The Rubric Is the Eval

Hold one case in mind for the whole lesson. The source says: “Pro includes priority email support (4-hour SLA); phone is Enterprise-only.” The answer to grade says: “Yes — Pro includes priority phone support, 4-hour SLA.” It invented a channel. Now watch the rubric decide the verdict:

  • Vague rubric“Is this answer good?” → the judge shrugs, sees a confident on-topic reply, and returns “👍 4/5.” It rubber-stamped the hallucination, because “good” is a placeholder it filled with its priors.
  • Precise rubric“Faithfulness: every claim must be supported by the source; reason through each claim, then score” → the judge lists the claims, finds “phone support” isn't in the source, and returns FAIL.
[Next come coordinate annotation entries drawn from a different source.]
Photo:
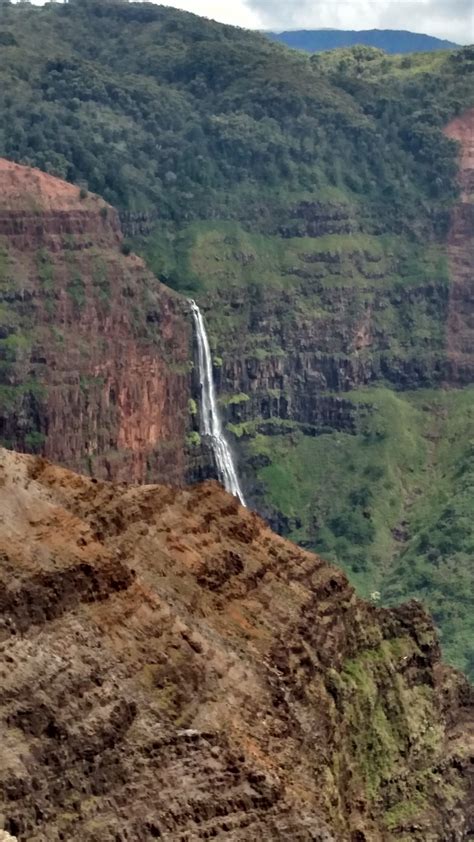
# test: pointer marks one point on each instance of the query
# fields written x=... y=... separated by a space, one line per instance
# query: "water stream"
x=211 y=425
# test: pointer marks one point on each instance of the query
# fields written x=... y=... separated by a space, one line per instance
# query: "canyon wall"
x=96 y=354
x=171 y=669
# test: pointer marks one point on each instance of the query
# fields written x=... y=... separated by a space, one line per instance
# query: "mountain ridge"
x=390 y=40
x=174 y=669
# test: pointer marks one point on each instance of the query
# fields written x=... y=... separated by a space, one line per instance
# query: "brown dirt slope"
x=172 y=669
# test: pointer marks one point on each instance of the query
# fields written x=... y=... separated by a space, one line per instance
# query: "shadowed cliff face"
x=172 y=669
x=94 y=351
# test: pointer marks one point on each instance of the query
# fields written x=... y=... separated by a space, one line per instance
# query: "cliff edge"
x=94 y=351
x=172 y=669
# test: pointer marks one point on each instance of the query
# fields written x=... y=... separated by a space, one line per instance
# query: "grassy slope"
x=391 y=504
x=218 y=134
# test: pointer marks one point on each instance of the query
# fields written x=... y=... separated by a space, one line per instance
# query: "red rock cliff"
x=94 y=351
x=460 y=327
x=171 y=669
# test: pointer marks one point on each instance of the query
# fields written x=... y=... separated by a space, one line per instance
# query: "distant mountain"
x=390 y=40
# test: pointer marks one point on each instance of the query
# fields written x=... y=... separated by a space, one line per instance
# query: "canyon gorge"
x=228 y=265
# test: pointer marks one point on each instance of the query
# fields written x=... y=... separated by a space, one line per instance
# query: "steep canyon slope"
x=171 y=669
x=307 y=203
x=94 y=351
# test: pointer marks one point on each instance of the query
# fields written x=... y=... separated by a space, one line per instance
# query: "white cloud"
x=235 y=12
x=451 y=19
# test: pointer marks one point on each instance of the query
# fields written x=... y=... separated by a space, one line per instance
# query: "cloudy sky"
x=453 y=19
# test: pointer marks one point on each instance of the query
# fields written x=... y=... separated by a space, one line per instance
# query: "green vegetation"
x=162 y=109
x=304 y=201
x=391 y=503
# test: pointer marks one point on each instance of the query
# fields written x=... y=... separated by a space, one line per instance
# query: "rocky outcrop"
x=171 y=669
x=95 y=353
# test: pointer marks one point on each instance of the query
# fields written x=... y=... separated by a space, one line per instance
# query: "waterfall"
x=211 y=424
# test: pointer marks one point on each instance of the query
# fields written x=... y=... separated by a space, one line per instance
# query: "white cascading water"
x=211 y=424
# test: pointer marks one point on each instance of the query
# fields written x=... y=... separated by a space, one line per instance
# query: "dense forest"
x=390 y=40
x=215 y=144
x=155 y=108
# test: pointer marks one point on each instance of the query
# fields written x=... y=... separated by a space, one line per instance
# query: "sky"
x=451 y=19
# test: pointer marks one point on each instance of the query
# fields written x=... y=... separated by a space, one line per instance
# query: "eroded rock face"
x=171 y=669
x=95 y=353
Same judge, same answer, opposite verdict — decided entirely by the rubric. As one practitioner put it: “The response is high quality” is not a definition; it's a placeholder the judge fills with whatever its priors happen to be. The rubric isn't documentation around your eval — the rubric is your eval.

Anatomy of a Judge Prompt: RCAF

A reliable judge prompt has four parts — RCAF: a Role, the rubric as Context, a scoring Action, and a strict output Format — wrapped around the input/output to grade, run at temperature 0 so grading is deterministic.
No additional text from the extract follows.